Pelvic floor dysfunction

What is pelvic floor dysfunction?

The pelvic floor is a group of muscles below the pelvis which in women support the bladder, vagina, womb, and rectum (the lowest part of the bowel just above the anus) and in men the bladder, bowel, and prostate area.

A well functioning pelvic floor assists both bladder and bowel continence and has an impact on intercourse in both men and women.

In men the muscles of the pelvic floor can be weakened through constipation and straining to pass bowel motions, lack of exercise and being overweight, chronic coughing (e.g. due to smoking or asthma), diabetes, Parkinson’s Disease and other neurological conditions and prostate surgery.

This is similar for women, though an additional major factor in pelvic floor problems relating to women is pregnancy and childbirth.

Symptoms of pelvic floor dysfunction

General symptoms of pelvic floor dysfunction are associated with going to the toilet (having a bowel movement or going for a pee). In the bowel, these can include constipation or losing the feeling of needing to go. Feeling that the bowel hasn’t been properly emptied and having to make several visits to the loo in quick succession are also associated. Sometimes stool (poo) that hasn’t been passed properly can leak, this is known as faecal incontinence.
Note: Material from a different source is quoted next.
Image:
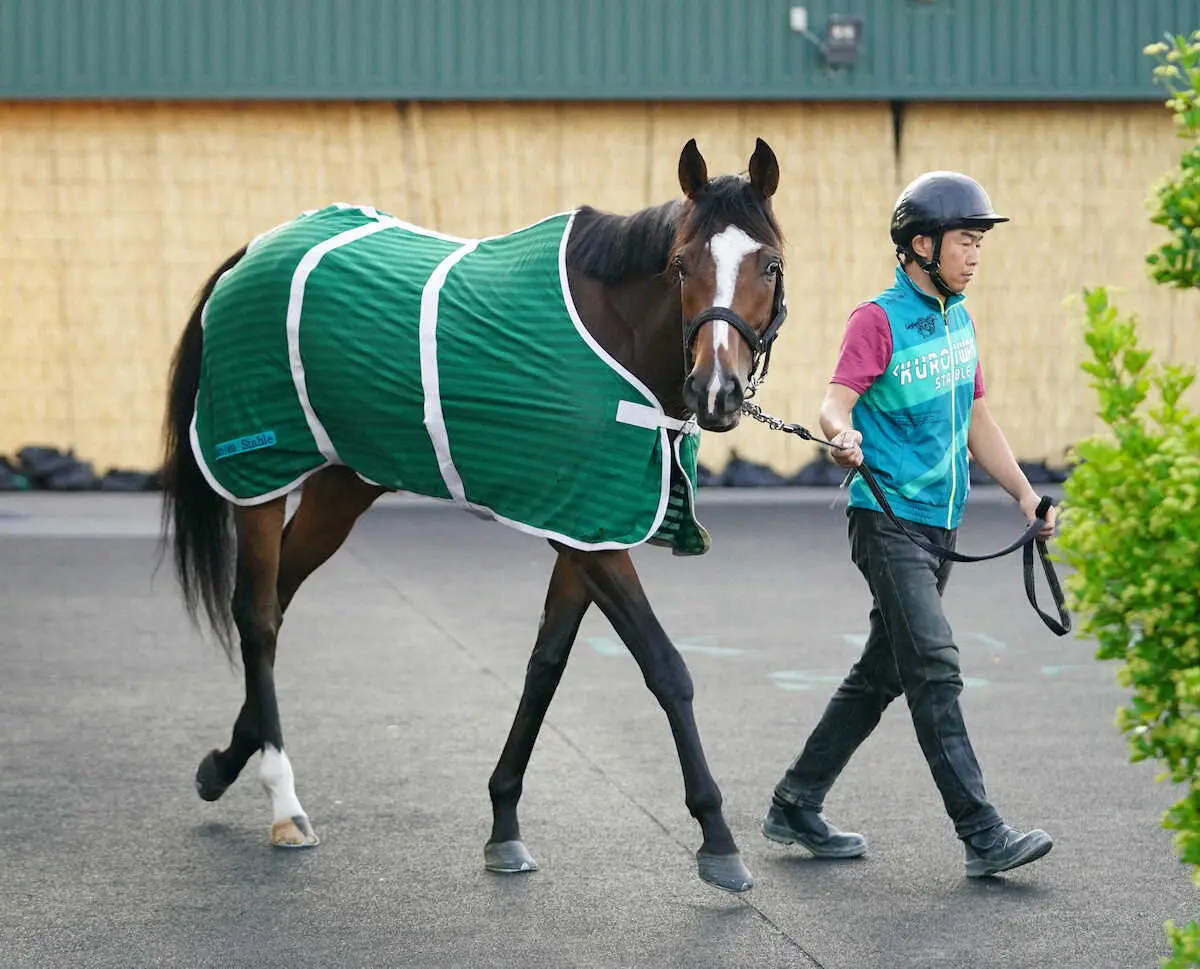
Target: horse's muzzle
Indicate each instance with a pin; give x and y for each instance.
(715, 399)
Diagnosis of pelvic floor dysfunction

Diagnosis is usually made through a defecating proctogram.  During this painless procedure, the patient is given a special liquid enema designed to show up on x-ray. A video x-ray is then taken while the rectum is working. The x-ray will show up signs of dysfunction with the pelvic floor and will also be able to pinpoint other internal problems that may be causing the symptoms, such as rectal prolapse or rectocele.

Treatment

Treatment options can be very effective for pelvic floor dysfunction. To help prevent it in the first place, special pelvic floor exercises can be practiced regularly and are now recommended for pregnant women, both before and after birth.

For individuals suffering straining and discomfort or pain when going for a poo (known as obstructive defecation constipation), a process called biofeedback can be effective. Biofeedback is done with the support of a therapist who will help to identify the particular muscles causing the problem and recommend specific therapies to counteract the poor working of the pelvic floor muscles.